Diese Voraussetzungen sind vorliegend gegeben. Ausweislich des ärztlichen
Schreibens des Klinikums der ...-Universität ... - Zentrum für Innere Medizin,
Medizinische Klinik II - befand sich der Antragsteller zu 2) dort im September 2002
in stationärer Behandlung aufgrund einer Akutproblematik. Es wurde bei sehr
komplizierter Vorgeschichte sowie akuter abdomineller Symptomatik eine
ausführliche Diagnostik durchgeführt, an die sich eine therapeutische Intervention
anschloss. Diese ist zur Zeit noch nicht abgeschlossen. Es ist eine weitere
ambulante Verlaufskontrolle sowie weiterführende therapeutische Interventionen
mit Katheterwechsel erforderlich. Bei günstigem Verlauf beträgt die zu erwartende
Behandlungsdauer zwei bis drei Monate, falls eine chirurgische Intervention nicht
notwendig werden sollte.
Wenn auch in der genannten ärztlichen Bescheinigung die Unterleibserkrankung
des Antragstellers zu 2) nicht konkret benannt ist und nach dem Inhalt des
Lageberichts des Auswärtigen Amtes zu Bulgarien vom 30.11.2001 die großen
Krankenhäuser in Bulgarien in der Lage sind, überlebensnotwendige
Heilmaßnahmen durchzuführen und die medizinische Ausbildung der Ärzte
generell dort gut ist, ist gleichwohl eine wesentliche Verschlechterung des
Gesundheitszustandes des Antragstellers im Falle einer Rückkehr nach Bulgarien
zu besorgen. Denn ausweislich des Inhalts der Bescheinigung des Klinikums der ...-
Universität ... vom 16.10.2002 sind in der Heimat des Antragstellers chirurgische
Eingriffe durchgeführt worden, die das Problem nicht beheben konnten, sondern
den Antragsteller vielmehr in eine sehr kritische Situation manövriert haben.

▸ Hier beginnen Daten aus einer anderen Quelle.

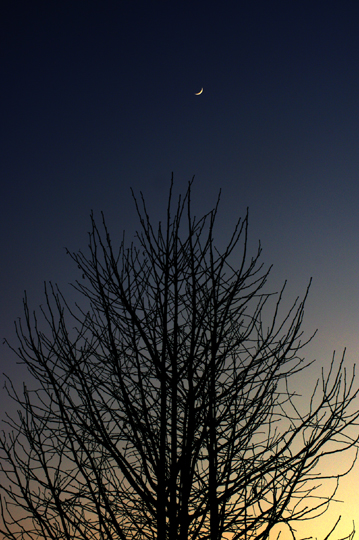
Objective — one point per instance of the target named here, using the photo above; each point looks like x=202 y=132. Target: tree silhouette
x=167 y=412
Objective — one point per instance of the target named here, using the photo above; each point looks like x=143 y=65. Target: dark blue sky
x=98 y=97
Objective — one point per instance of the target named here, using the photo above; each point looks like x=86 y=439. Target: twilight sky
x=98 y=97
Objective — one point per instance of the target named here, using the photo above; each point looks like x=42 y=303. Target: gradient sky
x=98 y=97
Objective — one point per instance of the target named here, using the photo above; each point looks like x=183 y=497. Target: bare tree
x=167 y=412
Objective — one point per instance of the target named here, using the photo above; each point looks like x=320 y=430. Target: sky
x=97 y=98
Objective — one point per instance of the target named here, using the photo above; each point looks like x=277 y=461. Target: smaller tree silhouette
x=167 y=412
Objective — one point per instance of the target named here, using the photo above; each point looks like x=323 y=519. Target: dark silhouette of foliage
x=167 y=413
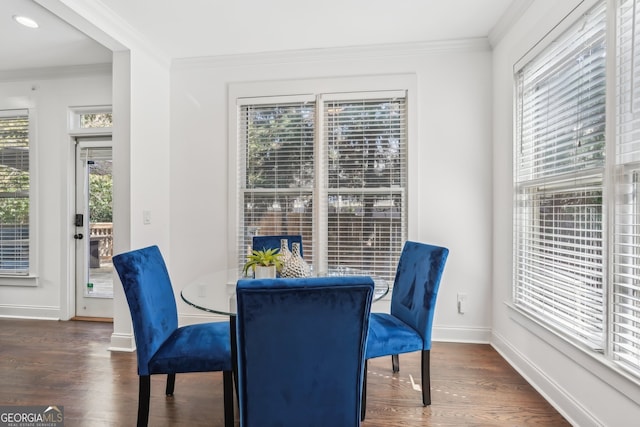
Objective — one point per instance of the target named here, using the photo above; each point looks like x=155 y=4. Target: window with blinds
x=559 y=177
x=625 y=297
x=14 y=192
x=331 y=167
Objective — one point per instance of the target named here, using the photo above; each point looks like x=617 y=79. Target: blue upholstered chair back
x=301 y=349
x=152 y=303
x=273 y=242
x=416 y=286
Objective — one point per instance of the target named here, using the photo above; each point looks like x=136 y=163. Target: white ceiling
x=192 y=28
x=54 y=44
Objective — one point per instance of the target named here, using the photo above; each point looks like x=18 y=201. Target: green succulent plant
x=265 y=258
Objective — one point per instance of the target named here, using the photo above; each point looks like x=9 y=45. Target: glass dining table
x=216 y=293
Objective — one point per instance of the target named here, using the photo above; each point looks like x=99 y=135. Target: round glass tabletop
x=216 y=293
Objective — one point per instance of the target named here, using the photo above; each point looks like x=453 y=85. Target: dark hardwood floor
x=68 y=364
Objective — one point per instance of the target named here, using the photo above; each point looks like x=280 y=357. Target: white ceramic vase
x=262 y=272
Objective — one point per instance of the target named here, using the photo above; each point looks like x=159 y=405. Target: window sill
x=592 y=361
x=19 y=281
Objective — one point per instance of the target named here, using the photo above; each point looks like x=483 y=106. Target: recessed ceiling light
x=26 y=21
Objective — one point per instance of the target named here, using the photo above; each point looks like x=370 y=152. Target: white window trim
x=74 y=120
x=599 y=363
x=307 y=88
x=29 y=279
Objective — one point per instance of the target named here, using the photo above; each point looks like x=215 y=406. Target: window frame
x=597 y=358
x=309 y=89
x=18 y=279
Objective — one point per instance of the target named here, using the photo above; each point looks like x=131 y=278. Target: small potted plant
x=264 y=263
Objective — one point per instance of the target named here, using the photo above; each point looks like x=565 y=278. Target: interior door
x=94 y=227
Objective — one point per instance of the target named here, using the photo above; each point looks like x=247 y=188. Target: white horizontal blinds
x=14 y=192
x=277 y=171
x=560 y=146
x=366 y=147
x=625 y=300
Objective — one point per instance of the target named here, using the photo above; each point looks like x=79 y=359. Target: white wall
x=449 y=185
x=50 y=94
x=583 y=388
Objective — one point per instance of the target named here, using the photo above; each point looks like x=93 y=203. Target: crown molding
x=52 y=73
x=515 y=10
x=335 y=54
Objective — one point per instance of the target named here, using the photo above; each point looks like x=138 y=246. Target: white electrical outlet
x=146 y=217
x=462 y=303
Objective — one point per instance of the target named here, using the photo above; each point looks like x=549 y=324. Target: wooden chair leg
x=363 y=402
x=227 y=382
x=426 y=377
x=395 y=362
x=171 y=384
x=144 y=393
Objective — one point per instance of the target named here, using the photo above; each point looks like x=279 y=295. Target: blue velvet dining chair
x=273 y=242
x=162 y=346
x=408 y=327
x=301 y=347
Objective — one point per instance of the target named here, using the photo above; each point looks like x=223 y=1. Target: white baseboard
x=559 y=398
x=122 y=342
x=461 y=334
x=192 y=319
x=30 y=312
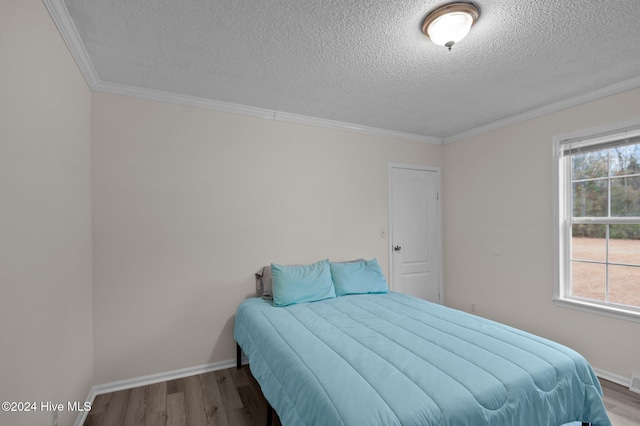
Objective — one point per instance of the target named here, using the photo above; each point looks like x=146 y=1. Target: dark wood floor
x=233 y=397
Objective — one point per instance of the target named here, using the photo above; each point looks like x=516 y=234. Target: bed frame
x=269 y=407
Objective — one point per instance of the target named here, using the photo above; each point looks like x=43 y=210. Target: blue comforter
x=396 y=360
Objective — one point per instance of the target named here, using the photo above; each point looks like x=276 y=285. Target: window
x=599 y=222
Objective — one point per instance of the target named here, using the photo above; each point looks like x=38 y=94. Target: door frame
x=438 y=219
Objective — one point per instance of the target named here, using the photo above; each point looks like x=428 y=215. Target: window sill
x=610 y=311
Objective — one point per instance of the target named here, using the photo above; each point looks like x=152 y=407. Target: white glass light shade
x=452 y=27
x=450 y=23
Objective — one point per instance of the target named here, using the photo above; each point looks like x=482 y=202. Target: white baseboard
x=154 y=378
x=200 y=369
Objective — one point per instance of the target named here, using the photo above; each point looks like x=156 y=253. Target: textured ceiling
x=364 y=62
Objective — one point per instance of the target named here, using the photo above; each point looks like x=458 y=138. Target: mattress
x=392 y=359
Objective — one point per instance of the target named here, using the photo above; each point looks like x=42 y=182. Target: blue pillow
x=358 y=277
x=302 y=283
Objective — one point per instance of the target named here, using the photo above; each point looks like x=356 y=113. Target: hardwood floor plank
x=175 y=410
x=212 y=399
x=175 y=386
x=230 y=397
x=137 y=406
x=95 y=419
x=233 y=397
x=114 y=416
x=193 y=404
x=239 y=376
x=155 y=413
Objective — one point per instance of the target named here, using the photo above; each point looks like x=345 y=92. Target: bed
x=385 y=358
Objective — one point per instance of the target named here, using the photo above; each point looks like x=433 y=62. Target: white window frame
x=562 y=207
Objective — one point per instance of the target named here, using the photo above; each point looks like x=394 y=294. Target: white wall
x=189 y=203
x=46 y=344
x=498 y=233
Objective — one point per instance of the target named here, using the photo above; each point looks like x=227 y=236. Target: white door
x=415 y=231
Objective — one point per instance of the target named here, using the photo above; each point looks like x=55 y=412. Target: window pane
x=588 y=242
x=625 y=196
x=588 y=165
x=624 y=160
x=590 y=199
x=588 y=280
x=624 y=285
x=624 y=244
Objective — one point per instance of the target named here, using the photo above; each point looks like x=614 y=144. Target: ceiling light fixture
x=450 y=23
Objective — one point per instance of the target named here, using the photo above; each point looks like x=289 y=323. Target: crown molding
x=332 y=124
x=60 y=15
x=174 y=98
x=614 y=89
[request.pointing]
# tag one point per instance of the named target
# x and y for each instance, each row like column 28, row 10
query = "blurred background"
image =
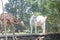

Die Kosten des Verfahrens werden gem. § 155 Abs. 1 VwGO gegeneinander
aufgehoben, mit der Folge das jeder der Beteiligten seine außergerichtlichen
Kosten selbst zu tragen hat. Gerichtskosten werden gem. § 83 b AsylVfG nicht
erhoben.
Der Beschluss ist unanfechtbar, § 80 AsylVfG.
Hinweis: Die Entscheidung wurde von den Dokumentationsstellen der hessischen Gerichte
ausgewählt und dokumentiert. Darüber hinaus ist eine ergänzende Dokumentation durch
die obersten Bundesgerichte erfolgt.